Dziękuję za gościnę i żegnajcie – król Bogdal wstał od
stołu, po czym przez nikogo nie żegnany, skierował się w stronę
Wymrocza.
*
-
Nie godzi się, aby witeź z rodu tak starego i okrytego sławą jak
Błyszczyńscy porzucał wiarę ojców z obawy przed gniewem władcy
– pan Borzywoj silnie wzburzony przemawiał do opata Marka idąc
przez ogród. - Przyjmę zakon Białego Chrystusa jeno wtedy gdy
udowodniona zostanie mi jego prawdziwość! - opat Marek zaczął
wtedy przytaczać ustępy z Pisma Świętego oraz z dzieł Ojców
Kościoła, pan Borzywoj zaś odpowiadał fragmentami nauk
udzielanych mu w pacholęcych latach przez żerców. Długo trwała
owa zdań wymiana, a do porozumienia wciąż było daleko. Opat Marek
zasmucony odjechał z Wymrocza.
W
nocnym widzeniu sennym pan Borzywoj został przeniesiony aż na
koronę Wielkiego Dębu do Domu Enków. Ujrzał przestronną komnatę
pełną pleśni i pajęczyn, w której wiatr hulał. Stały w niej
licznie puste trony wzniesione przez ludzi dla Enków. U ich stóp
poniewierały się w nieładzie porzucone korony i berła. Pan
Borzywoj zapłakał żałośnie na ten widok.
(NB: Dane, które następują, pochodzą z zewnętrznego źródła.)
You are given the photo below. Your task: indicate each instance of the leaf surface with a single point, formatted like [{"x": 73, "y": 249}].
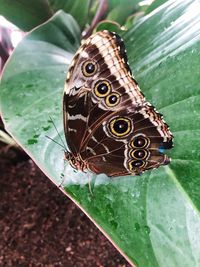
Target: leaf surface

Idąc przez pusty Dom
Enków zaszedł do kaplicy Ageja. Otworzył rzeźbione drzwi i w
miejscu świętego płomienia Boga Bogów ujrzał jaśniejącego męża
o przebitych na wylot dłoniach i stopach.
-
Ktoś Ty? - spytał z drżeniem pan Błyszczyński.
-
Jestem Jezus Chrystus, którego odrzucasz.
-
Po prostu chcę być razem ze swymi przodkami – odrzekł Borzywoj.
-
W domu Mego Ojca jest mieszkań wiele – odrzekł Jezus. - Nie martw
się o nich, jeno pójdź za Mną…
Wtem
zapiał kogut i pan Borzywoj przebudził się ze snu. Długo dumał
nad owym widzeniem, aż w końcu poprosił o chrzest.
-
Odtąd nie będziesz się już nazywał Borzywoj; Wojownik z Boru,
jeno Bożywoj – Boży Bohater – rzekł opat Marek zanurzając
głowę pana Borzywoja w wodach Visany.